Today, we continue our interview with Santo Tomas Internment Camp survivor Sascha Weinzheimer Jansen. In this post, we’re going to talk about everyday life in the camp. If you missed part 1 of the interview, you can catch up here.
What was it like going to school in the camp?
“I only went to school there for a little while. At first, classes were held out under the trees. That was fine. I contracted polio when I was 18 months, so I wasn’t able to climb the stairs to the classroom when they moved it to a higher floor of the building, so I stopped going to school. My mother had taught me at home before we came to the camp, and she continued my education inside, too. Every day, she had me write down what was happening. I had to hide my diary. It would be dangerous if the Japanese found it. I liked to draw pictures, too. And I would take my book outside and sit under the shade of the big taro plant leaves and read.”

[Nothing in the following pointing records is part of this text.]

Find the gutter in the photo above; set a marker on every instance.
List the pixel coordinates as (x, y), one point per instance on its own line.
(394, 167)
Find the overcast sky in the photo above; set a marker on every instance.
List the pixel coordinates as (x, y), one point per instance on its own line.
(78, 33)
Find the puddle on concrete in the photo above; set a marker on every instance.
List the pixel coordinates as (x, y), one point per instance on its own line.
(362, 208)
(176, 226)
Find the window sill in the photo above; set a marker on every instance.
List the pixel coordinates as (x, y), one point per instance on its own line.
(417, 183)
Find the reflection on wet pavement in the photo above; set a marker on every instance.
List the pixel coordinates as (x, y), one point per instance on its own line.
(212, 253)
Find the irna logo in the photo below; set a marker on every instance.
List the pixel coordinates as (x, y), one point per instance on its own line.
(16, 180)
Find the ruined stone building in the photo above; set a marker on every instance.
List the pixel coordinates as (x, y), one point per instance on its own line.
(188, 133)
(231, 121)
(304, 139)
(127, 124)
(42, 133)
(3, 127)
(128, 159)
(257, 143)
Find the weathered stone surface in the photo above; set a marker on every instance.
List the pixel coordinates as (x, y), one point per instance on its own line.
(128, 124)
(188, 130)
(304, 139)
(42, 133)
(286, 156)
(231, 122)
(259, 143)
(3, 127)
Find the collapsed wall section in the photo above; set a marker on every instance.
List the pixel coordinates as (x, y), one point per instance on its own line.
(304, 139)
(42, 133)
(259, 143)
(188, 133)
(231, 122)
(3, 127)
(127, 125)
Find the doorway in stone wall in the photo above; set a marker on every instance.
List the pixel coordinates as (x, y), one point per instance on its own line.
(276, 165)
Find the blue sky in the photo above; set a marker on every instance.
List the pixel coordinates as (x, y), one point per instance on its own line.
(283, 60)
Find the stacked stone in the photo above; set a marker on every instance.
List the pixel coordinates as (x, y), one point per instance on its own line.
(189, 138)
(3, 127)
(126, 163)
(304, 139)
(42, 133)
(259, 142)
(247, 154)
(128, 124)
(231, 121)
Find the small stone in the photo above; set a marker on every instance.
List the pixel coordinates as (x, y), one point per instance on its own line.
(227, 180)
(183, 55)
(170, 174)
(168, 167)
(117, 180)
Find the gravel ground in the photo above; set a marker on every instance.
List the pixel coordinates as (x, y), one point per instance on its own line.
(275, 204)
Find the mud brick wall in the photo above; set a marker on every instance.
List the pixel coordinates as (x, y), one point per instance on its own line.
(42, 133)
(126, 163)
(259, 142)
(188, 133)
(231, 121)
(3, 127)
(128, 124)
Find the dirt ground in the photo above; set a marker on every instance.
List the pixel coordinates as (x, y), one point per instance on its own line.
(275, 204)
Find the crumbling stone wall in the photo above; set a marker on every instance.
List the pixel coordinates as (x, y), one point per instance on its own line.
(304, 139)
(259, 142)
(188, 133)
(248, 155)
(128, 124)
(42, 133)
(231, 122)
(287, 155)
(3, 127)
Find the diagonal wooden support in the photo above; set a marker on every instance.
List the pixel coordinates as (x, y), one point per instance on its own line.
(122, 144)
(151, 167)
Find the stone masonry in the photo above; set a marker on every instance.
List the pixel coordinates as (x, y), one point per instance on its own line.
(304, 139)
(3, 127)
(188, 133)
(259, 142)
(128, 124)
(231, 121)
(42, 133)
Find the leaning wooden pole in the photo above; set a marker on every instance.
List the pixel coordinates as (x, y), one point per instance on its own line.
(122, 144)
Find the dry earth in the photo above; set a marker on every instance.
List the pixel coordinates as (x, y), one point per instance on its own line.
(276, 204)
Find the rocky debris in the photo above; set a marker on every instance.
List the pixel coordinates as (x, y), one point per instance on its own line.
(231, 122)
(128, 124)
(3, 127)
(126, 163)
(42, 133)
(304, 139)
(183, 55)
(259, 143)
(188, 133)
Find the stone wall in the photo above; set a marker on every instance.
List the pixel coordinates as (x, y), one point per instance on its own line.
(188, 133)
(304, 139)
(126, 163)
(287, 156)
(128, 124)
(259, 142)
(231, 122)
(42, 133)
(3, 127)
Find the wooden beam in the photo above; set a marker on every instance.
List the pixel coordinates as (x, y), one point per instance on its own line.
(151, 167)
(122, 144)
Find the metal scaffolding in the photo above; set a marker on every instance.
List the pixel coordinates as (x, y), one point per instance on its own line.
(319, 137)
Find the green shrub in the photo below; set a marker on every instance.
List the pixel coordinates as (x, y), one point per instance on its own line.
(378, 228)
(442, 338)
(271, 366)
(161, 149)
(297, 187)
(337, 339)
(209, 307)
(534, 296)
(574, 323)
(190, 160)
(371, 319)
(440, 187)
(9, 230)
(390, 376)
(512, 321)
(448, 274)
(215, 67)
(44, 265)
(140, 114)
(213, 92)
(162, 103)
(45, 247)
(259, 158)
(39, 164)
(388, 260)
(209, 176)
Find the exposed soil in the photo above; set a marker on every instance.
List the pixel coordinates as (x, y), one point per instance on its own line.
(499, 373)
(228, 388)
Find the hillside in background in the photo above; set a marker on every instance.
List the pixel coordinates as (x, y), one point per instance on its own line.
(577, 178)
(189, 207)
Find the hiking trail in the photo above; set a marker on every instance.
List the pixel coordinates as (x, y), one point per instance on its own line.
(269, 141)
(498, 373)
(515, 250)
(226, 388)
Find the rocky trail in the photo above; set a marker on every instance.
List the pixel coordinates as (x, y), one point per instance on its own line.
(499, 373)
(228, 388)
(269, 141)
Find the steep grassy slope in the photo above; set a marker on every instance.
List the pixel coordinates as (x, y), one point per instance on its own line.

You can read some of Sascha’s diary entries here.
Do you have any happy memories of the time?
“We had happy times there. We were together as a family, and that was good.”
Did you ever get sick?
“There was so much disease in the camp. We had measles. I had both bacillary and amoebic dysentery. Everyone had dysentery. I had dengue fever. They called it break-bone fever because that’s what if feels like – your bones are breaking. The pain is terrible.”
What was a birthday celebration like?
“We entered the camp in February 1943, just a few days after my 10th birthday. We were liberated on February 3, 1945, just a few days before my 12th birthday, so I only spent one birthday in the camp. I was sick then, so it wasn’t much of a birthday celebration. And there wasn’t much to do about a celebration, because there wasn’t food, and there were no gifts.”
Cathe Swanson says
That was so interesting – thank you!
The journal entries are such a vivid picture of that time.
Deanna S says
I can only imagine what Sascha & her family went through.. You are bringing it so much more real to me… So sad what went on…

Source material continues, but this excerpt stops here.